Topology Optimization Using Strain Energy Distribution for 2D Structures

Abstract

Optimization is carried out to achieve the best out of given resources while satisfying constraints on performance, state variables, and resources thus avoiding the excessive use of resources and decrease the cost associated. Structural systems need to be designed for a minimum of weight, compliance, displacement, frequency, etc., to save cost and get optimal performance. For this, structural optimization is carried out. Topology optimization is one type of structural optimization in which topology of the structure is changed. Generally, topology optimization is performed using methods like solid isotropic material with penalization (SIMP), level set-based methods, phase field method, evolutionary structural optimization (ESO), and bidirectional evolutionary structural optimization (BESO). In the present work, a modified evolutionary algorithm is proposed for structural optimization with consideration to strain energy distribution. Addition of material is performed on a partially void space instead of material removal. As the final optimum structure bears only a fraction of initial structure, the method of structure growth using addition approach is better for computational efficiency. This method initially takes a void input design domain but to make numerical computation easy, negligible density is assumed. The objective is to achieve critical strain energy per unit volume which is less than the modulus of resilience according to the maximum strain energy criterion.

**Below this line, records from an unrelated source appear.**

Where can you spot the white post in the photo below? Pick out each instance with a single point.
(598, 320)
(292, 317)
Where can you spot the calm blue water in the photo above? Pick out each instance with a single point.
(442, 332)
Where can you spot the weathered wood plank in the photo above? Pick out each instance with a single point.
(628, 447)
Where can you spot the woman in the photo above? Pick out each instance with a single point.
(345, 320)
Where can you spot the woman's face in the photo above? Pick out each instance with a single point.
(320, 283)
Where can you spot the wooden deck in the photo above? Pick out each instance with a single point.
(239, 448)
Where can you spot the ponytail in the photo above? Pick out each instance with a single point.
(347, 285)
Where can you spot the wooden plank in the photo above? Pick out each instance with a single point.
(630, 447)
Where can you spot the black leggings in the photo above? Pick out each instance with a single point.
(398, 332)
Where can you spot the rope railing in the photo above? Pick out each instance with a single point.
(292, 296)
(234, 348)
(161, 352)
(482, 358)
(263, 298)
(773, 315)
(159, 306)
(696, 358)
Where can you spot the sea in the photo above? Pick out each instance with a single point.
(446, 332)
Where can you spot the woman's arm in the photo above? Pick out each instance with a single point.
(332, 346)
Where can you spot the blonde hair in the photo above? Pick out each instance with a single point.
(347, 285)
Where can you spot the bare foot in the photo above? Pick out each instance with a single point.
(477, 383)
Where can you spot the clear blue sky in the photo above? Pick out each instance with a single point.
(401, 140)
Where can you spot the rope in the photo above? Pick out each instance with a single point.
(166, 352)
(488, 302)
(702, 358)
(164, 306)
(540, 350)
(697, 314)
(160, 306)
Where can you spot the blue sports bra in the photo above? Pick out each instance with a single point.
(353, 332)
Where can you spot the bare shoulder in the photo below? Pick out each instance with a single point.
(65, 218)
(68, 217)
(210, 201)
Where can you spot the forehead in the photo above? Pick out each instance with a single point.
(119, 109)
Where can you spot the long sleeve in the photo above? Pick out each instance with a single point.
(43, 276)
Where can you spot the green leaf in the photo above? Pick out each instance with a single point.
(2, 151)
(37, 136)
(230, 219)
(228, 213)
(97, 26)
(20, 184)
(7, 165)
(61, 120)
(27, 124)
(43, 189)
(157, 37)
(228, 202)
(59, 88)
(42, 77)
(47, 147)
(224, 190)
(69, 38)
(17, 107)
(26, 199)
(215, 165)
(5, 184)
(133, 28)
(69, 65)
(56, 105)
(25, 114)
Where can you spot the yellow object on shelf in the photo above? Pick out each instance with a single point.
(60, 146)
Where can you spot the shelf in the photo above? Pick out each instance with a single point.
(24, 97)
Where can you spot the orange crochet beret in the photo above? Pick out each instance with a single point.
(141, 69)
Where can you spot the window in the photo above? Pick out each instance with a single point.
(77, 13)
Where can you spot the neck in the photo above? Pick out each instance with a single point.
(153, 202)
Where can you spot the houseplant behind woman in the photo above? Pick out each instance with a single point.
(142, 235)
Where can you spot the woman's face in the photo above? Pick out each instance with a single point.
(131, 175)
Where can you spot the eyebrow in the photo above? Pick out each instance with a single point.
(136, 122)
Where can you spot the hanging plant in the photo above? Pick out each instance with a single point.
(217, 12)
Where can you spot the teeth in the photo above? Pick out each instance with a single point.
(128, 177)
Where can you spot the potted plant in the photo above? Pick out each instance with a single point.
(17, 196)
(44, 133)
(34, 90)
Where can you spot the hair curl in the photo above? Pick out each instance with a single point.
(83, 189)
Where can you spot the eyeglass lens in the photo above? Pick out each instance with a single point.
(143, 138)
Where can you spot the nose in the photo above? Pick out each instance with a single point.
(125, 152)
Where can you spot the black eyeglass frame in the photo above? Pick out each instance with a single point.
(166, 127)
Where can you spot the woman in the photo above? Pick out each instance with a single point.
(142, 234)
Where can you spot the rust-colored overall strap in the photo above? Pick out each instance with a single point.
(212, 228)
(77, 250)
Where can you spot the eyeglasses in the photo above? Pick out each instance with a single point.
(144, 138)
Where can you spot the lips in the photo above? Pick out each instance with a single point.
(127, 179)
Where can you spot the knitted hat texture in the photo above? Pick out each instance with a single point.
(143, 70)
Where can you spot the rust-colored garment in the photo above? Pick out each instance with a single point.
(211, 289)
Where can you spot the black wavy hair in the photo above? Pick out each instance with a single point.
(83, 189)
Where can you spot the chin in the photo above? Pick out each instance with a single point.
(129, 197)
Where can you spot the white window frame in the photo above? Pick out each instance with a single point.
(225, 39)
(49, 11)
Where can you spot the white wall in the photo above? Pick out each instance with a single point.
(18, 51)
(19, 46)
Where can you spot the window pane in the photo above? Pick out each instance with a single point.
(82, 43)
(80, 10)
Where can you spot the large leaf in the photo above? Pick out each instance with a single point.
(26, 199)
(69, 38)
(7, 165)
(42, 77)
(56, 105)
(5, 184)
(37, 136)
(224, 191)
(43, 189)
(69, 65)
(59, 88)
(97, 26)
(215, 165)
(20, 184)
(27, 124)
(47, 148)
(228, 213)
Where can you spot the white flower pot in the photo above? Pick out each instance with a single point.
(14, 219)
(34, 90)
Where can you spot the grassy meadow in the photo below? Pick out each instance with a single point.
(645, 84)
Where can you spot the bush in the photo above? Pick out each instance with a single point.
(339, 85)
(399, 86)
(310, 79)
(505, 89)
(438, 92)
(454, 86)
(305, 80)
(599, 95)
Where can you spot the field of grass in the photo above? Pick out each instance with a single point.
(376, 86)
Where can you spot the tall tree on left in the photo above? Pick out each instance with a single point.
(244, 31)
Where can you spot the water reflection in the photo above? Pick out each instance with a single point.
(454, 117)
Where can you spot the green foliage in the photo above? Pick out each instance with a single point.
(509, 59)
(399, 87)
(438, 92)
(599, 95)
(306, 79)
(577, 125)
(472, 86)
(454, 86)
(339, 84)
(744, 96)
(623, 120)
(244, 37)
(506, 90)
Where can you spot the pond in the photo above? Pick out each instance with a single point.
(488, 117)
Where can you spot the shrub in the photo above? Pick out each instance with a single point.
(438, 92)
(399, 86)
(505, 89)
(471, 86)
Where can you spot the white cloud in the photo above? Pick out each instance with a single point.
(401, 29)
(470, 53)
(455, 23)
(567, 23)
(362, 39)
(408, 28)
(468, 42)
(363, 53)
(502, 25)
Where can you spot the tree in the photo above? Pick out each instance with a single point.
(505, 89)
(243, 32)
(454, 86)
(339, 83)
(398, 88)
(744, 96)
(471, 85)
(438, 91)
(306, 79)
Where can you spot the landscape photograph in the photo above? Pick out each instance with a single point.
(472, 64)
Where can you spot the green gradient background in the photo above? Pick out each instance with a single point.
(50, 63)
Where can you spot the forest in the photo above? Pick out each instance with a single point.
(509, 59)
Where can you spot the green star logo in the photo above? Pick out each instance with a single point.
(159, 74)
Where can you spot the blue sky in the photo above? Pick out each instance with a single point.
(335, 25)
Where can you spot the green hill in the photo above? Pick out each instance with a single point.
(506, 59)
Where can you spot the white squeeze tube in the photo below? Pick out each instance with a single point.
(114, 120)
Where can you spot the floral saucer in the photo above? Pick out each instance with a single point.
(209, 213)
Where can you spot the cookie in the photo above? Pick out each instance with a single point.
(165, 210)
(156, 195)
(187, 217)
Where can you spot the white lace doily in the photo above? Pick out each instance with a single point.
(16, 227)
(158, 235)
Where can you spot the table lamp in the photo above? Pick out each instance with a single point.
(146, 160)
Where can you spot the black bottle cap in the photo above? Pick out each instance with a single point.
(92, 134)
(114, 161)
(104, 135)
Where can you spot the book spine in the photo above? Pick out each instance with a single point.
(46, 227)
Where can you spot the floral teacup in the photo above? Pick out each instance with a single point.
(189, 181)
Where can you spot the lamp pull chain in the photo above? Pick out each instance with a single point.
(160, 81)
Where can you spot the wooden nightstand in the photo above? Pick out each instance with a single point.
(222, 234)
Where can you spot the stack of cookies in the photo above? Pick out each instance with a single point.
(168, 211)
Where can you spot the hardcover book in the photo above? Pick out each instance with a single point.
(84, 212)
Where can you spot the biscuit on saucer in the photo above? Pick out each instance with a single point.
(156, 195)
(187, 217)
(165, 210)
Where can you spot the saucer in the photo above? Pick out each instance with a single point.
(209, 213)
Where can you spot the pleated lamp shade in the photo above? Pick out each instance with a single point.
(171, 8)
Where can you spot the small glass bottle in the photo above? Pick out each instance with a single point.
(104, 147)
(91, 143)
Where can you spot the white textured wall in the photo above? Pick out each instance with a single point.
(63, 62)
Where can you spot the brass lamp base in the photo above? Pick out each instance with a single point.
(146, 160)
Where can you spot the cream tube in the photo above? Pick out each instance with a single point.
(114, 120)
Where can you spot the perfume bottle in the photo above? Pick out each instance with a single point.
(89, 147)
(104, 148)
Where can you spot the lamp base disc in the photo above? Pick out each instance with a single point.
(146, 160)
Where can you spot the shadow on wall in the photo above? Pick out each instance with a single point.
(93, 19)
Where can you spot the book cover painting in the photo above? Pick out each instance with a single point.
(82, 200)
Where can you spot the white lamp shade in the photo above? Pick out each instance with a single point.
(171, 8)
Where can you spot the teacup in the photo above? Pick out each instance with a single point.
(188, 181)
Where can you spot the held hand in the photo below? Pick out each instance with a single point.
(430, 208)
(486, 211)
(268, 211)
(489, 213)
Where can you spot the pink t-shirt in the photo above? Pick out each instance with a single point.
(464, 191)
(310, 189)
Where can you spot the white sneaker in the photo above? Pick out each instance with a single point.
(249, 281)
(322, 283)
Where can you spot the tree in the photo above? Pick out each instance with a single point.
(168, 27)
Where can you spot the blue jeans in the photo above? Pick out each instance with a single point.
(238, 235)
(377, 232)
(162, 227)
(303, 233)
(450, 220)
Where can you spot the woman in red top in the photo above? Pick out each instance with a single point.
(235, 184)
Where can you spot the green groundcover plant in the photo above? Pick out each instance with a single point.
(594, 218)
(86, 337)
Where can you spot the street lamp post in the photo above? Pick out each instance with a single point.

According to the maximum strain energy theory, a safe structure should have strain energy per unit volume less than the modulus of resilience. Hence, the objective is to find a structure satisfying the above criterion with minimum weight. The main focus of the work is to find optimum topology. Effect of multiple loads, rate of material addition, and effect of the magnitude of loads are also considered for structural optimization. The results are close to the results reported in the literature.